Belfast Telegraph

Celtic boss Neil Lennon stays focused on his job as bomb probe police warn other key figures

By Anne Madden

Celtic boss Neil Lennon was back on the job last night at Rugby Park in Ayrshire despite being targeted by parcel bombers.

Security around the Celtic boss and players was said to have been “stepped up”, though no details were given.

Lennon was visibly moved by the emotional welcome he was given by the visiting fans.

However, the former Northern Ireland international from Lurgan also appeared defiant and focused on his job as Celtic had a comfortable 4-0 win against Kilmarnock in last night’s Scottish Premier League clash.

However, off-pitch the 39-year-old manager, who has been dogged by numerous death threats, was bound to be troubled by the latest attempt on his life.

Scottish police are working with the PSNI to hunt down the parcel bombers who targeted the Celtic boss, his lawyer Paul McBride and Celtic-supporting Labour MSP Trish Godman.

They have also warned everyone connected with the club to be on alert.

Police have stopped short of labelling the attempted bombings as having a sectarian motive, though that remains a strong line of inquiry as there is an undercurrent of sectarianism in Scotland and in football, particularly between Celtic and Old Firm rivals Glasgow Rangers.

They have also warned other high-profile figures to be on their guard, including Peter Kearney, the spokesman for Scotland’s most senior Catholic cleric, Cardinal Keith O’Brien.

He claimed last year that there was “deep, wide and vicious” anti-Catholic feeling in Scotland.

Lennon was attacked in the street in Glasgow in 2008, and has had bullets sent to him in the post, while threatening graffiti directed at him has appeared in Northern Ireland.

Websites calling for his death have also been set up.

In 1980 a pitch battle at Hampden Park between Celtic and Rangers supporters led to a blanket ban on alcohol at all Scottish grounds.

Rangers have recently incurred the wrath of UEFA over alleged sectarian singing, and there are fears that the scourge of sectarianism may again be bubbling to the surface.

Celtic chief executive Peter Lawwell has appealed to supporters to stay calm and only respond through support for Lennon.

“Neil Lennon is a football manager who simply wants to carry out this role to the best of his professional ability,” he said.

Mr Lawwell called for “this horrific ongoing campaign” against the football manager and other Celtic personnel to end.

“Celtic, from our inception, has been a club open to all,” he said.

“We enjoy friendship and respect throughout the world yet, here in Scotland, we are caught up in these vile events.”

There was widespread condemnation of the bombers from politicians, police and senior football figures last night.
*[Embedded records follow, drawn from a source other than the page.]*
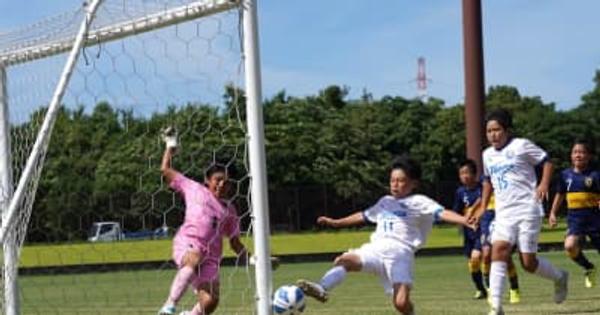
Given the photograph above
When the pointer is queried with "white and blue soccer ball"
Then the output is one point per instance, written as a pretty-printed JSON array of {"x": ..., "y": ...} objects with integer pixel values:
[{"x": 288, "y": 300}]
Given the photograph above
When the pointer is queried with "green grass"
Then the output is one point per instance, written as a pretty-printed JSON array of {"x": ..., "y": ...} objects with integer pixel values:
[
  {"x": 442, "y": 286},
  {"x": 281, "y": 244}
]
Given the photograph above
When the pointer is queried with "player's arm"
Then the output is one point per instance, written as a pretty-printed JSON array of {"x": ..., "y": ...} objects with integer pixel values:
[
  {"x": 354, "y": 219},
  {"x": 558, "y": 200},
  {"x": 169, "y": 136},
  {"x": 486, "y": 193},
  {"x": 452, "y": 217},
  {"x": 543, "y": 187}
]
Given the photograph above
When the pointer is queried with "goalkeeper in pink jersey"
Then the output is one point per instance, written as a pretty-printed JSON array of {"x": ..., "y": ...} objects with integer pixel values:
[{"x": 197, "y": 246}]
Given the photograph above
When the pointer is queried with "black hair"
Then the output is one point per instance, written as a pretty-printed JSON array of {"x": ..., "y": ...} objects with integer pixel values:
[
  {"x": 410, "y": 167},
  {"x": 217, "y": 167},
  {"x": 470, "y": 164},
  {"x": 501, "y": 116},
  {"x": 589, "y": 147}
]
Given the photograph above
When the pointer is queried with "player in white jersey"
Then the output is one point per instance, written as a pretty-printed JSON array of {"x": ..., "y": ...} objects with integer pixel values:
[
  {"x": 509, "y": 168},
  {"x": 404, "y": 220}
]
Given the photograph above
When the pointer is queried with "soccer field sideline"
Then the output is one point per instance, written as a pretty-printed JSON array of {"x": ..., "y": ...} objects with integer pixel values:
[
  {"x": 442, "y": 287},
  {"x": 443, "y": 239}
]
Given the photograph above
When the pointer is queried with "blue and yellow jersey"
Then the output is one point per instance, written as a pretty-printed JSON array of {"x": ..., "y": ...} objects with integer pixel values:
[
  {"x": 465, "y": 198},
  {"x": 492, "y": 203},
  {"x": 582, "y": 190}
]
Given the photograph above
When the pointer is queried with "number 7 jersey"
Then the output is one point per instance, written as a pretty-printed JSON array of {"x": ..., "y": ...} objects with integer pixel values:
[{"x": 402, "y": 221}]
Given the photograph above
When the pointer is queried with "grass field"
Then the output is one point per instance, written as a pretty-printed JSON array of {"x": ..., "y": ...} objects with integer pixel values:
[
  {"x": 442, "y": 287},
  {"x": 281, "y": 244}
]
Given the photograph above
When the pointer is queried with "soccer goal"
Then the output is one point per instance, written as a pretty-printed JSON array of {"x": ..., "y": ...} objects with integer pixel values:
[{"x": 86, "y": 216}]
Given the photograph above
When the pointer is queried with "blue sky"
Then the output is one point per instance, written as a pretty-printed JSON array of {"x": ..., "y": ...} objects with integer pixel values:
[{"x": 546, "y": 48}]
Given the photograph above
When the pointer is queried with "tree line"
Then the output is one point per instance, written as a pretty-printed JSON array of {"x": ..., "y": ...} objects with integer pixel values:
[{"x": 103, "y": 164}]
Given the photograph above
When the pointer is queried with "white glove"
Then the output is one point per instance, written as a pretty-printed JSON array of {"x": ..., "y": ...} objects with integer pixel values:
[{"x": 169, "y": 136}]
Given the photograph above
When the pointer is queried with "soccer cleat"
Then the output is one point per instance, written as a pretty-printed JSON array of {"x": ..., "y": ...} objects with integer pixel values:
[
  {"x": 590, "y": 278},
  {"x": 167, "y": 309},
  {"x": 515, "y": 296},
  {"x": 313, "y": 289},
  {"x": 561, "y": 287},
  {"x": 480, "y": 295}
]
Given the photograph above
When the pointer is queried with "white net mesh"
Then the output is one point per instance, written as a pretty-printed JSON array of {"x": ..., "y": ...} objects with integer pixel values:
[{"x": 135, "y": 76}]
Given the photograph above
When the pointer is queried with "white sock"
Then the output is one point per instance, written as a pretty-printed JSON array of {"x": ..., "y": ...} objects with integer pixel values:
[
  {"x": 546, "y": 270},
  {"x": 497, "y": 276},
  {"x": 333, "y": 277}
]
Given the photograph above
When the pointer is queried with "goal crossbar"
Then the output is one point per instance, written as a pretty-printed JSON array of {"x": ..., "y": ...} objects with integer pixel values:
[{"x": 117, "y": 31}]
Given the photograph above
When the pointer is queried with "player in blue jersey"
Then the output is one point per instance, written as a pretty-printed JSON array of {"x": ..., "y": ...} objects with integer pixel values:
[
  {"x": 466, "y": 199},
  {"x": 404, "y": 220},
  {"x": 477, "y": 245},
  {"x": 580, "y": 185},
  {"x": 486, "y": 253},
  {"x": 509, "y": 166}
]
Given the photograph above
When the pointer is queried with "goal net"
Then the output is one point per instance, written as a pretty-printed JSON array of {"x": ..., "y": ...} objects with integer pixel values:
[{"x": 93, "y": 218}]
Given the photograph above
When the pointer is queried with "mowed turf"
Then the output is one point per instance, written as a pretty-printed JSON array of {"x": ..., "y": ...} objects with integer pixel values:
[
  {"x": 442, "y": 286},
  {"x": 281, "y": 244}
]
Northern Ireland’s First and Deputy First Ministers issued a joint statement last night condemning the attacks.

First Minister Peter Robinson described the attacks as “disgusting and cowardly”.

“The people who carried them out do not represent wider society, they are a small minority consumed by bigotry and hatred who have nothing to offer but misery and pain,” he said.

Martin McGuinness added that “genuine soccer fans want nothing to do with the attacks”.

Earlier Prime Minister David Cameron said “the full force of the law should come crashing down” on whoever is responsible for sending the bombs.

Scotland’s First Minister Alex Salmond described the bombs as “disgraceful” and said the cabinet sub-committee had met to ensure the police investigation had “every possible support”.

UEFA president Michel Platini expressed his concern about the attacks, saying “religion and politics” have no place in football.

Rangers chief executive Martin Bain said the club was “utterly appalled” by events.

“Such behaviour is to be condemned out of hand,” he said. “These acts have no place in society and no place in football.”